Watch this “Sideways” movie clip where the main character Miles’, played superbly by Paul Giamatti, describes the Pinot grape. His obsession with Pinot in the movie boosted Pinot Noir wine sales. Let’s use this as springboard for cover Pinot Noir wine growing regions.
Pinot Noir grapes produce super wine. So why doesn’t everyone grow it? As Miles tells us, it’s a challenging grape to grow.
There are plenty of issues. If it rains too much, their thin, sensitive skins can split and rot ruining an entire crop. If it’s too sunny, the skins can get sun burned and the wine can taste raisin-y.

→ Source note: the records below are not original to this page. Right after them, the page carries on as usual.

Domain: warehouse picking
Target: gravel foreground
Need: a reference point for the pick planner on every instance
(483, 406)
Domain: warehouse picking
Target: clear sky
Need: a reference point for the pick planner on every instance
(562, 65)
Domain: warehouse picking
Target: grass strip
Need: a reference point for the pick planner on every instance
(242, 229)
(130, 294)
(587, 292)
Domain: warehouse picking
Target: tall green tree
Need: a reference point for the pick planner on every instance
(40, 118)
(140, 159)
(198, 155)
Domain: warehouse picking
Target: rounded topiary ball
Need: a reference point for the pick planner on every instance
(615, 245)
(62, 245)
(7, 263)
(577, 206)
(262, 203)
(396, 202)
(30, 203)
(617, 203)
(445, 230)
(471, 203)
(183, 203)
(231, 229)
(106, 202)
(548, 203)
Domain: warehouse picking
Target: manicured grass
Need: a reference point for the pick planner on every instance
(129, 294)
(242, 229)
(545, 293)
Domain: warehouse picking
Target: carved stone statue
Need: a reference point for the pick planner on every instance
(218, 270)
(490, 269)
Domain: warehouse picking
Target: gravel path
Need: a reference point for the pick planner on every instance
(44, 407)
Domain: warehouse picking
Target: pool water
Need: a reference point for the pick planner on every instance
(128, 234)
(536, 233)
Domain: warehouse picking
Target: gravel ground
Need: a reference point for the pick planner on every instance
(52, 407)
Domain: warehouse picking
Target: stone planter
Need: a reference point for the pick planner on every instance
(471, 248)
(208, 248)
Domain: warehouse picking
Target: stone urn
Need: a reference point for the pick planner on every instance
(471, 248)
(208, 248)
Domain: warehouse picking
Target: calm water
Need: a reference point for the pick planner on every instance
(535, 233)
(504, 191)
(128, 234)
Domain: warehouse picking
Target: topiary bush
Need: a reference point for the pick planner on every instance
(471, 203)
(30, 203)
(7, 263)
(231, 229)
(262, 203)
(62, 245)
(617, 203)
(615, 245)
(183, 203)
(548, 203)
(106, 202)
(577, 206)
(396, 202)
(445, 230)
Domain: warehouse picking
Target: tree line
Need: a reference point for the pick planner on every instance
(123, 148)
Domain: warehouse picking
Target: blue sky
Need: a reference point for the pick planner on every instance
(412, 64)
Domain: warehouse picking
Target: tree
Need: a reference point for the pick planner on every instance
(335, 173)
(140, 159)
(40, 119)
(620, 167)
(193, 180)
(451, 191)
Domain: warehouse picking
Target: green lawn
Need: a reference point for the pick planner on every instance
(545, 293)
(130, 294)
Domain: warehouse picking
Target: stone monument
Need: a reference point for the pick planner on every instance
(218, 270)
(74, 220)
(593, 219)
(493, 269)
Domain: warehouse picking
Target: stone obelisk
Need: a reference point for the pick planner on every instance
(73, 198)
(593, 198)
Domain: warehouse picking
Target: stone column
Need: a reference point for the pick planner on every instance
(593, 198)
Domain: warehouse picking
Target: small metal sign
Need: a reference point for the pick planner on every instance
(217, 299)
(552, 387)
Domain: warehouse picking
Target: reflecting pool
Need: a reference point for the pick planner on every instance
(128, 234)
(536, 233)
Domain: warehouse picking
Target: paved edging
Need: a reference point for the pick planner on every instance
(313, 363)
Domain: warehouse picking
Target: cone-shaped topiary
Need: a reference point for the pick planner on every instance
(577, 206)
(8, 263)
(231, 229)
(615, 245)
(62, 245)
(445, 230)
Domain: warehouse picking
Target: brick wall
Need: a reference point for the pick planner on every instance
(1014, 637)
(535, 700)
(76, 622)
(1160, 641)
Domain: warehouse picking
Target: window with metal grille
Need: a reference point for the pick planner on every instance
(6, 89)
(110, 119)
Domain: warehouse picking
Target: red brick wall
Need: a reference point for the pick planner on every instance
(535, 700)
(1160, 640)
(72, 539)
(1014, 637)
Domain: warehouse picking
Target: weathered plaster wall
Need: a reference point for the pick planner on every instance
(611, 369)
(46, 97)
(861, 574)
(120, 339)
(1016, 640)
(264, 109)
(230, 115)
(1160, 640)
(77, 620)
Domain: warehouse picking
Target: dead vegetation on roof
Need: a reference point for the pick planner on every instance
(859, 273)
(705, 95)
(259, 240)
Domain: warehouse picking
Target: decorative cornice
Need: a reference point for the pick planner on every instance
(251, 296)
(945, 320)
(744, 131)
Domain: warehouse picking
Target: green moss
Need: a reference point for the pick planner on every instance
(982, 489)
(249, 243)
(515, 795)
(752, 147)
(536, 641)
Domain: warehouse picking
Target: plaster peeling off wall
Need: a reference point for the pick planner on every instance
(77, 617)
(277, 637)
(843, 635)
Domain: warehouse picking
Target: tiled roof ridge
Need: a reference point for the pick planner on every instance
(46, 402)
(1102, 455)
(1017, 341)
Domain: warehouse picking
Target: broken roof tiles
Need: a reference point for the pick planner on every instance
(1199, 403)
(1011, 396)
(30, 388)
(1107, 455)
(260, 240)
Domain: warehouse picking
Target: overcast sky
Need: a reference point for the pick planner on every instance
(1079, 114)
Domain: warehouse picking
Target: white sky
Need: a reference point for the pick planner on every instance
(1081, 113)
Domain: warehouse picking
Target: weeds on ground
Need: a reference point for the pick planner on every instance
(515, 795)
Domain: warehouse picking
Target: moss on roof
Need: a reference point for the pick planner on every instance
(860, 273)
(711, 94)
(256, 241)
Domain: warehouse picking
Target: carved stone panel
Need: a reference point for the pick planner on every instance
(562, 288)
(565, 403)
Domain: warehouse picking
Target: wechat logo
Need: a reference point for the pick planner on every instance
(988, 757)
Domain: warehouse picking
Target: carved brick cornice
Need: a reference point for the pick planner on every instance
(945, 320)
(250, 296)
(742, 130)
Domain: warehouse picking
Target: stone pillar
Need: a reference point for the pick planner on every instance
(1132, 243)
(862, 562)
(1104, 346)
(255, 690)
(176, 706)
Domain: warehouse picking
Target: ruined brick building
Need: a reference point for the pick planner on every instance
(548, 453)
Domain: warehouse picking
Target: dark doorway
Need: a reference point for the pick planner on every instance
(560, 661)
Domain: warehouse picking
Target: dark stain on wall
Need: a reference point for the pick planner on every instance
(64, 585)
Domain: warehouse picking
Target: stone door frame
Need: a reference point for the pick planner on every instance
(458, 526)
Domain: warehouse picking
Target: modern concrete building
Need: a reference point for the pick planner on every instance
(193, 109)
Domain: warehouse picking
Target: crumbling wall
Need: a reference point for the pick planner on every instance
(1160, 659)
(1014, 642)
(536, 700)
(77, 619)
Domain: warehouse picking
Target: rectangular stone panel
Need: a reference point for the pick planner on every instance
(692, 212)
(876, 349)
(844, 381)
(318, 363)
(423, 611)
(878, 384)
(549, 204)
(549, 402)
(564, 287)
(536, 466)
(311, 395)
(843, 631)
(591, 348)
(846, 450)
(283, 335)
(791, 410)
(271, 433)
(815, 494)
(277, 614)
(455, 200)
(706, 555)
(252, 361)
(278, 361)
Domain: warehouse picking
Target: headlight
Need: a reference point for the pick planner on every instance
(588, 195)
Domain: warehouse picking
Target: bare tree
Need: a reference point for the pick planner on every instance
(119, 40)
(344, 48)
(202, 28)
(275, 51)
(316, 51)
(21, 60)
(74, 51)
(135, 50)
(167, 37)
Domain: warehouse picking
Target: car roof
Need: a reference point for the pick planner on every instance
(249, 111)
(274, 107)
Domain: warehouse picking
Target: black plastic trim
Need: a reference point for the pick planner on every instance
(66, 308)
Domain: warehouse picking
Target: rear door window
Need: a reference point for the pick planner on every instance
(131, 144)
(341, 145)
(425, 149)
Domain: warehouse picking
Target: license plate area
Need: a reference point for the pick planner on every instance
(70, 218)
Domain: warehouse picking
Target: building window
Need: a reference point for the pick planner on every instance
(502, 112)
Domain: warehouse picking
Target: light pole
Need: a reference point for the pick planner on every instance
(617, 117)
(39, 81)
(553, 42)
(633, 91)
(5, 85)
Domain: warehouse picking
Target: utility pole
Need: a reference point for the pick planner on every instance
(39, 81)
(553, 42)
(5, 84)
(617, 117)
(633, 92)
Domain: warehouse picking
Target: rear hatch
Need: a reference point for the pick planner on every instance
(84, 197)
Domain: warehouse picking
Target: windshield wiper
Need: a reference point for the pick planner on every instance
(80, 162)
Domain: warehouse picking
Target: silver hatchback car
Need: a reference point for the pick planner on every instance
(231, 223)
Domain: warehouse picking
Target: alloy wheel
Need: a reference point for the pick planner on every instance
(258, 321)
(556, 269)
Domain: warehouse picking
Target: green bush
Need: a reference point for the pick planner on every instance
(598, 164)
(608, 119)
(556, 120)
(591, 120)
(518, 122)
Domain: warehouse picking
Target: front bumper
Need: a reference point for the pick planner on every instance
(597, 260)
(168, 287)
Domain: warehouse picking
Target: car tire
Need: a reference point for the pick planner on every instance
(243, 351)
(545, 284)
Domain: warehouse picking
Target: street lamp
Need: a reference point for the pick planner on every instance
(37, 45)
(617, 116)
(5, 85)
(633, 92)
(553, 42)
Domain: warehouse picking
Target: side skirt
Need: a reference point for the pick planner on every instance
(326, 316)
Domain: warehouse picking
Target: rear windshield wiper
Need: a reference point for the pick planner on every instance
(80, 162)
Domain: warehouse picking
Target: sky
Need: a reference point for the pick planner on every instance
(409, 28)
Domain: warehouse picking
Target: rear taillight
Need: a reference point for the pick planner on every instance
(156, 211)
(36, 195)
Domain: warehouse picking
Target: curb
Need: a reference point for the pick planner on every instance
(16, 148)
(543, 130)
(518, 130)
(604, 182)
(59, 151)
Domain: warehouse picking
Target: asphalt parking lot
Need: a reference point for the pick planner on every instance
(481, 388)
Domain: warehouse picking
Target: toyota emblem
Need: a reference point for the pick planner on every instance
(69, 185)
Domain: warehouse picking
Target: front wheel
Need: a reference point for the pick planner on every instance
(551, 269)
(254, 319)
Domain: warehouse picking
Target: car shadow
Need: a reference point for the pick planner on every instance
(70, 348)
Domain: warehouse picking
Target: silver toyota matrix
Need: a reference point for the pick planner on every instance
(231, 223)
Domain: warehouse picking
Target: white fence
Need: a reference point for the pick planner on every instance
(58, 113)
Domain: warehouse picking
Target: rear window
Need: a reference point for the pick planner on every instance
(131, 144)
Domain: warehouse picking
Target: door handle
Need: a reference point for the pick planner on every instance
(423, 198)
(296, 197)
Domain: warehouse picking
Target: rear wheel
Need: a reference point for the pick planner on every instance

Burgundy, France is the standard for Pinot Noir. Red wines grown in this region, except in the southern Beaujolais area of Burgundy, are 100% Pinot Noir by law. The weather there is well suited for it.
What other parts of the world are similar meaning you can grown good Pinot Noir there?
Several areas in northern California are right. You have Sonoma’s Russian River Valley. The river serves as a funnel allowing Pacific Ocean breezes and fog in keeping temperatures low.
Monterrey gets winds right off of Monterrey Bay. That keeps the area cold. Santa Barbara and Carneros are similar with either the Ocean or the bay near by that serve as natural air conditioners keeping these the vineyards consistently at the right cool climate.
Oregon Willamete Valley is another one. It’s 30 miles inland from the Pacific. Finally we have New Zealand. It’s an island with maritime weather controlled by the cool ocean water that surrounds it.
The best Pinot Noirs are grown in these areas.